Posted: Sun Dec 12, 2004 10:32 pm
by Adrian Kuegel
Since the problemsetter decided that 1 is a valid input, we have to produce an output that is expected for that. And the output 2 is far more logical than 0 or 1, although you can argue that {1,1} is no set.
Posted: Sun Dec 12, 2004 11:23 pm
by erdos
Precisely because {1,1} is no set I can not see the logic of 2 being the answer.
The problem description requires the numbers to sum to be different.
What arguments do you have for 2 being a better answer than 0 ?
0 seems the best answer since there's no solution. (no set, so the sum is 0)
Anyway, I think the problem should be revised to exclude 1 from being a valid input.
Posted: Sun Dec 12, 2004 11:34 pm
by Adrian Kuegel
Sure, theoretically there is no solution. But why should 0 indicate the value of no solution? You have arbitrarily chosen 0.
Since the problemsetter didn't define anything that should indicate a "no solution", we have to assume he thinks there is always a solution. Now, 2 makes more sense as output for 1, since if we assume the problemsetter thought of a multiset when he wrote his problem description, this would be the output.
I don't want to say that 2 is the correct output for 1, I only tried to show how you can find a way to get accepted systematically in cases where the problemsetter made a mistake.
And in my opinion, the description should only change set to multiset, then everything is ok.
Posted: Mon Dec 13, 2004 12:23 am
by erdos
A multiset is a set where elements can be repeated ?
If so the algorithm to solve would be different. (would be trivial, that way)
The problem makes sense as it is. (with a set...but without 1 as a valid input I think
Posted: Mon Dec 13, 2004 12:31 am
by Adrian Kuegel
You are right, it wouldn't be the same problem. Sorry.
Posted: Mon Dec 13, 2004 1:04 am
by UFP2161
Why would the problem be different if multiset were used instead of set for N > 1?
Posted: Mon Dec 13, 2004 1:13 am
by Adrian Kuegel
When I wrote my last post, I thought that then the rule to use at least 2 numbers would be meaningless. In fact, it is not, since using a number twice would make the sum bigger than using 1 instead. So probably multiset wouldn't change the problem, but it would make 1 a valid input.
Posted: Mon Dec 13, 2004 11:46 pm
by Larry
By that interpretation, wouldn't it make more sense for the answer of "1" to be "3"?
lcm( 1, 2 ) = 1..
Posted: Mon Dec 13, 2004 11:51 pm
by Adrian Kuegel
How is lcm(1,2) = 1?
1 is no multiple of 2, right?
Posted: Tue Dec 14, 2004 2:30 am
by Larry
Sorry, was thinking of GCD for some odd reason..
10791. Why WA ???
Posted: Sun Jan 02, 2005 2:04 am
by midra
I really can't understand what's wrong with my code...
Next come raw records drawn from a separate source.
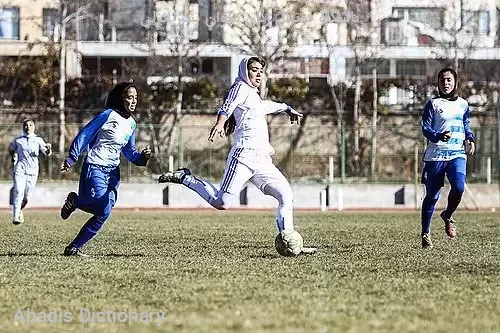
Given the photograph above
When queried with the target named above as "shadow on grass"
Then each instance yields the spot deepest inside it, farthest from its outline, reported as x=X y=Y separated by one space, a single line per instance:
x=123 y=255
x=25 y=254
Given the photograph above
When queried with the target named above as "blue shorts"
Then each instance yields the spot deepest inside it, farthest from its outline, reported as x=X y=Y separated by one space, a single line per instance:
x=98 y=188
x=435 y=171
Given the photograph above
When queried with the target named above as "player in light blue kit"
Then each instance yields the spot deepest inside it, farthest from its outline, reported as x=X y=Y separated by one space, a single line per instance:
x=24 y=151
x=104 y=137
x=446 y=125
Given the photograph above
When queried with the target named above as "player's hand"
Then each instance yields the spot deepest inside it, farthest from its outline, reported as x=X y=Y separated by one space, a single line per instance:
x=146 y=152
x=471 y=147
x=294 y=115
x=445 y=136
x=217 y=129
x=48 y=149
x=65 y=166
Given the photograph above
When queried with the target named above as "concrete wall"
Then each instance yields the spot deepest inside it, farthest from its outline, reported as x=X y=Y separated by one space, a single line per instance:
x=348 y=196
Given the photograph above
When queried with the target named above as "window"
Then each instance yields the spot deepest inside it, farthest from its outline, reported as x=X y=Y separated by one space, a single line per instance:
x=476 y=21
x=50 y=22
x=432 y=16
x=193 y=25
x=207 y=66
x=9 y=23
x=367 y=66
x=411 y=68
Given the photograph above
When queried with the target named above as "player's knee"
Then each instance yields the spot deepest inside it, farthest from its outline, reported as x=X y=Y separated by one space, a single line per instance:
x=221 y=205
x=458 y=187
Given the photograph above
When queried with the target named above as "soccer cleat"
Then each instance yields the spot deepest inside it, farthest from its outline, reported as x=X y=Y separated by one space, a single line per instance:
x=449 y=225
x=176 y=176
x=69 y=206
x=18 y=219
x=71 y=251
x=426 y=241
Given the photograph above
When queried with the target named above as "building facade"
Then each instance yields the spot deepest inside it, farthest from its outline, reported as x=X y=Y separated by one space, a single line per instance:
x=324 y=39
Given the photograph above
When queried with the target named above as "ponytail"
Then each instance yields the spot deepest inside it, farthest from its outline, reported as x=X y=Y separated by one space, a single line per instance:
x=230 y=123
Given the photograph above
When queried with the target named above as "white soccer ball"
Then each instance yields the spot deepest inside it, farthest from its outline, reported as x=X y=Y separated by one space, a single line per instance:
x=289 y=243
I think I take care of everything, but I still got WA
here is my code:
Code: Select all
#include <stdio.h>
unsigned long res=0;
calc(unsigned long n){
int i,j,sum=1;
while(n%2==0){
n=n/2;
sum*=2;
}
if (sum>1){
res+=sum;
sum=1;
}
i=3;
while(i*i<=n){
while(n%i==0){
n=n/i;
sum*=i;
}
if(sum>1) {
res+=sum;
sum=1;
}
i+=2;
}
res+=n;
if(res==n)
return 0;
return 1;
}
int main()
{
unsigned long n;
int c=0;
while(scanf("%lu",&n)&n!=0){
c++;
if(calc(n))
printf("Case %d: %lu\n",c,res);
else
printf("Case %d: %lu\n",c,n+1);
res=0;
}
return 0;
}
thanks to everyone!
Posted: Sun Jan 02, 2005 8:59 am
by shamim
On few trials, I couldn't spot any wrong output. But I am not sure about the algorithm you used, could you describe it.
Posted: Sun Jan 02, 2005 10:28 am
by prince56k
input:
100
200
300
output:
Case 1: 29
Case 2: 33
Case 3: 32
Hope it helps
Posted: Tue Feb 01, 2005 7:01 am
by midra
first of all
I am so sorry...for the waiting
shamim:
the algorithm just take the input number, it factorize in primes, and for every prime it factorize it sums to the result...I mean for example
24=2^3 * 3
so there are three 2's so one of the numbers that must stay is 8 because the LCM are the common and not common factors of all the numbers
and the other is the 3
another example
1575: 3^2 * 5^2 * 7
so the numbers that have to appear to form 1575 as LCM are {9, 25,7}
so the sum must be 41
sorry but my english is so bad so it is difficult to explain what I think in english...
Now I have no time, but tomorrow I would make a better explanation of this just to the people that want some help with this problem
prince56k:
Thank you so much for this great help, tomorrow I will debug my code so it works fine...
byee and sorry again for the waiting!